I am up for another one. I don't mind the results per se, but I'd like to see people vote in the spirit of the contest. For the death match, it is meant to be who you think would win a fight, not who you like best.  It turned into the latter. What should we do next?


----------



## Philip Overby (Jun 17, 2012)

If it's going to be a popularity contest anyway, why don't we do an author death match?  Pitting writers against each other.  Tolkien would probably win (again) but it would be interesting to see the results.  Maybe we could just leave Tolkien out and just assume he'd win.  

I think a villain only death match could be fun.  Also a creature only death match could also be fun (Balrog, Ringwraiths, D'Ivers, dragons, etc.) pitting the most dangerous creatures in fantasy books/movies/games against each other.

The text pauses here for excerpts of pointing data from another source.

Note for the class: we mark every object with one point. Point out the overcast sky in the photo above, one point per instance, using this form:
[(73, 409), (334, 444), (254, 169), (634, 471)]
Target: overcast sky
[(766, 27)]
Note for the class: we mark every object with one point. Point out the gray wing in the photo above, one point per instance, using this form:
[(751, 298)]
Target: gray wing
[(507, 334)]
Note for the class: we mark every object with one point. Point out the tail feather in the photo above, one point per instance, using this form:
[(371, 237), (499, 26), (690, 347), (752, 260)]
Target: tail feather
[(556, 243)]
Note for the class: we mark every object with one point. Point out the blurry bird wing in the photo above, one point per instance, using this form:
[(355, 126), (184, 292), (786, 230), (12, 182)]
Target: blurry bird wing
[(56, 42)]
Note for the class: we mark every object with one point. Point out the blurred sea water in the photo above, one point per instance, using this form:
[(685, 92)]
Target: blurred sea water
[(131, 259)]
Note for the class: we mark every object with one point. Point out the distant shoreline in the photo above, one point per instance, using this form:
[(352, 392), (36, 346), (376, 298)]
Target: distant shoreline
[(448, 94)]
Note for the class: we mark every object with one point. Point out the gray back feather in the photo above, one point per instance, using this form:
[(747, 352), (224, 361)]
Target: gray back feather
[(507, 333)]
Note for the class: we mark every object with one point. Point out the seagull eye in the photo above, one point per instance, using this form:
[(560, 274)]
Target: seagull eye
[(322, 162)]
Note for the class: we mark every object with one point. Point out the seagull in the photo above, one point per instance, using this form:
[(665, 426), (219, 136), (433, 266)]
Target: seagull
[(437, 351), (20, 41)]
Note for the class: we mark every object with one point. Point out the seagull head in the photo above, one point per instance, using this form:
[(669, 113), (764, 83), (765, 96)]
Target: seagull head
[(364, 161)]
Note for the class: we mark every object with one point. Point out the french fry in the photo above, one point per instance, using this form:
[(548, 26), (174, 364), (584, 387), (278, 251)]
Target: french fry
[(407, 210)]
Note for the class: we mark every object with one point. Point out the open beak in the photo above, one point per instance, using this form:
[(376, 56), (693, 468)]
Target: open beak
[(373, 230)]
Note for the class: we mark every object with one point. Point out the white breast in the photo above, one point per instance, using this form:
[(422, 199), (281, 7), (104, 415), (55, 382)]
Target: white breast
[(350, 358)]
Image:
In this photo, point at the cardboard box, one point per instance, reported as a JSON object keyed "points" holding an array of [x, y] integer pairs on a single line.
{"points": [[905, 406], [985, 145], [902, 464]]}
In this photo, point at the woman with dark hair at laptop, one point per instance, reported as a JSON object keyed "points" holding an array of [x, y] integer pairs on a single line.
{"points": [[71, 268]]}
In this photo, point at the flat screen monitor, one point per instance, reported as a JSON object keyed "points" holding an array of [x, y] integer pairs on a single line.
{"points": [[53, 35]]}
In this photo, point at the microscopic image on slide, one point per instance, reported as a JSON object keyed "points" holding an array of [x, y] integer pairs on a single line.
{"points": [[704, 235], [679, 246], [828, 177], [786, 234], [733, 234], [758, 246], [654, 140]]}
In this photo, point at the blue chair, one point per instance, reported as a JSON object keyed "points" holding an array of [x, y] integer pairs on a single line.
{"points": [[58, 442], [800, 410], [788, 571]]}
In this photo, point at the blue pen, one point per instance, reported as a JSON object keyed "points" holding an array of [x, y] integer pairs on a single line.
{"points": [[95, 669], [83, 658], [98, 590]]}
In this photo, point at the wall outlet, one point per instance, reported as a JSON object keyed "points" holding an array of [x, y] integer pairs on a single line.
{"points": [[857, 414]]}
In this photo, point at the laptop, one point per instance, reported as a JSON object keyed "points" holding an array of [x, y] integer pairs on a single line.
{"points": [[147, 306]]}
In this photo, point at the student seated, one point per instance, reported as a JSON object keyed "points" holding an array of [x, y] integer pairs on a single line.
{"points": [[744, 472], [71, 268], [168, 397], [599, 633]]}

If you're cool with it, I could run one death match as well.  Do you think doing two at the same time is too much?


----------



## Steerpike (Jun 17, 2012)

Phil the Drill said:


> If you're cool with it, I could run one death match as well.  Do you think doing two at the same time is too much?



Sounds great, Phil. Why don't you get the next one started. My daughter is in town visiting and will be until Friday, so I haven't been online as much the last few days (which is why the last few rounds of the previous death match took a long time to resolve). I'll be around enough to cast votes   I like any of the ideas you suggested, above.


----------



## Stentun (Aug 30, 2019)

Steerpike said:


> Here is it, the final round. Go here to vote:  Fantasy Fighter Death Match - CHALLONGE!
> 
> Druss versus Logen Ninefingers....that's an epic match!


I came across this post today, made a profile just to say, this list is totally bull****... none of the figthers on this list would EVER beat Icarium.. i love karsa, drizzt, lan ,logen, aragon.... but i'm say to say, Icarium would beat all of the above by himself. 5v1 he would beat all of them.


----------



## Steerpike (Aug 30, 2019)

Yeah, Icarium would be hard for any of the rest to beat. Karsa might come closest.


----------